メンバーズ(東京都中央区)が実施した調査(対象1507人)は、車載カーナビの現状を明らかにしている。利用は「車載カーナビ層」「スマートフォン層」「併用層」にわかれるが、ひとつ目立つ点がある。すべての対象者が、乗車前にスマートフォンで経路の検索を済ませていることだ。移動の中心にある目的地の選択や経路の確認は、乗る前の段階で終わっており、その多くはスマートフォンのアプリやカレンダー、SNSといった日常の情報の流れのなかで処理されている。

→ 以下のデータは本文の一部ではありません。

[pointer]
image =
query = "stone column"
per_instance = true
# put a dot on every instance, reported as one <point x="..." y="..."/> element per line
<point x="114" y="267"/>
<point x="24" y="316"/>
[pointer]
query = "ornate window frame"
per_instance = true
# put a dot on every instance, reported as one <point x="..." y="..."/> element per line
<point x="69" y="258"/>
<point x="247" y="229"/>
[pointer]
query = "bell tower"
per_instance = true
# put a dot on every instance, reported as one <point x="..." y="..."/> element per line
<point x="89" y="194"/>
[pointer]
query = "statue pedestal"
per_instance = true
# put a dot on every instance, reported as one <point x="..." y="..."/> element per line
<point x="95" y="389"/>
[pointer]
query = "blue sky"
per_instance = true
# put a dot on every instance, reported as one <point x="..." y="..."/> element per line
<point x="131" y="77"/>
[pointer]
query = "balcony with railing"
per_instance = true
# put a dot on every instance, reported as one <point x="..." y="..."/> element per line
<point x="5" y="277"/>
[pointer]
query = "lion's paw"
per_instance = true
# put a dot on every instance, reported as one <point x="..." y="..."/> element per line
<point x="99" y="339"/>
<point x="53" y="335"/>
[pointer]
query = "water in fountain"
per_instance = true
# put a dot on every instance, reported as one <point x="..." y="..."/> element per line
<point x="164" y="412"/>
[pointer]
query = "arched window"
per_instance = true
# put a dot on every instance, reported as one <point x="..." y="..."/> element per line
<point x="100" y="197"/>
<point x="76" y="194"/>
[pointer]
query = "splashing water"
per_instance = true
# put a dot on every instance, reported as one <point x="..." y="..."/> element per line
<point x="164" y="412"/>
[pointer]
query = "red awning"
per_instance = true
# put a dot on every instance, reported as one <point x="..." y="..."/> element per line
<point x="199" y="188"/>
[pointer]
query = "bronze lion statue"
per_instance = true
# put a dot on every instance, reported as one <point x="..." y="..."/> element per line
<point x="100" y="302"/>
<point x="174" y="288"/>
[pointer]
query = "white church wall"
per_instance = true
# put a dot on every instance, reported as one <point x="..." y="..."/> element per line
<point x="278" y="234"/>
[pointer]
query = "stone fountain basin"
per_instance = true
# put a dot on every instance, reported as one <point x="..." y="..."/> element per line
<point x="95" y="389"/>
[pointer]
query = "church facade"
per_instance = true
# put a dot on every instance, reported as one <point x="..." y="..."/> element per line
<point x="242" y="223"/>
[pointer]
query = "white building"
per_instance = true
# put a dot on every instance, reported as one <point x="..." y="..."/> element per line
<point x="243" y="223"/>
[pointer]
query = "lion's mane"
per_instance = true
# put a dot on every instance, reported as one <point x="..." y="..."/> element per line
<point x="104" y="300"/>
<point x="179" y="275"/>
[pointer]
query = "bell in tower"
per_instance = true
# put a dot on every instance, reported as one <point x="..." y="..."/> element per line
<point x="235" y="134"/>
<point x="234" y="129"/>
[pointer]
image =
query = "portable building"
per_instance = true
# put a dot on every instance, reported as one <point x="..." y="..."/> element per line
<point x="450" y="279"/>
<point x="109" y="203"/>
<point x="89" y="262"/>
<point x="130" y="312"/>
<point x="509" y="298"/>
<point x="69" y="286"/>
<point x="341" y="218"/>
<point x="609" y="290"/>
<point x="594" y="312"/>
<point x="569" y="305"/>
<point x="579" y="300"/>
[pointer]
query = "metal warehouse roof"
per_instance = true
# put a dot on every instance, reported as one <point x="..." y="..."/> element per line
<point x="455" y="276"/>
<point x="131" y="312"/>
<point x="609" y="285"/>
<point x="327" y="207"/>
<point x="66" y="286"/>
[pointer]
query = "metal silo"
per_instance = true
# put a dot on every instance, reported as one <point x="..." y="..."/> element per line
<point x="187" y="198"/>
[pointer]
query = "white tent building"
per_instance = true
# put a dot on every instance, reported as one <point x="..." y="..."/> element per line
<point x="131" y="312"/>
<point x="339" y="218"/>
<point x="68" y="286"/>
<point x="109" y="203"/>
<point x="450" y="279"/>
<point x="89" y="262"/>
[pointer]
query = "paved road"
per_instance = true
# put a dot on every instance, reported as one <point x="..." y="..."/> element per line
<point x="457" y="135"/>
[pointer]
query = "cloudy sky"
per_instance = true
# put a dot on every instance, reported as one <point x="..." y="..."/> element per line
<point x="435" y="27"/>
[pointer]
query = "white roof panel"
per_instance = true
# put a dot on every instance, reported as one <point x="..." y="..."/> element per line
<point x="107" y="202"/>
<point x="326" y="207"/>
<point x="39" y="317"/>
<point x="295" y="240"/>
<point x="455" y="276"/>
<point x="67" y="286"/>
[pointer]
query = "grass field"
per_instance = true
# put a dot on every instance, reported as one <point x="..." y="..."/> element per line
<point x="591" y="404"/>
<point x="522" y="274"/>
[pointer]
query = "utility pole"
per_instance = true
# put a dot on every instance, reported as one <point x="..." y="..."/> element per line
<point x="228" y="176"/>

ナビの主導は、すでに車内から外のデジタル環境へ移っている。乗車後に車載カーナビへ目的地をあらためて入力する行為は、情報を写し替える作業に近い。この状況では、車載カーナビは中心的な役割を失い、大手IT企業の仕組みの下に位置づけられている。
スマートフォンを主に使う層の約8割は車載カーナビを持っているが、それを使っていない。その理由として
・普段通る道しか運転しないため(25.2%)
・地図データが古いため(22.4%)
・スマートフォンの方がナビ機能が優秀なため(22.2%)
が挙げられている。ここにあるのは、日常の道具として定着したスマートフォンが移動前の判断を担い、車載カーナビが担ってきた役割が小さくなった結果だろう。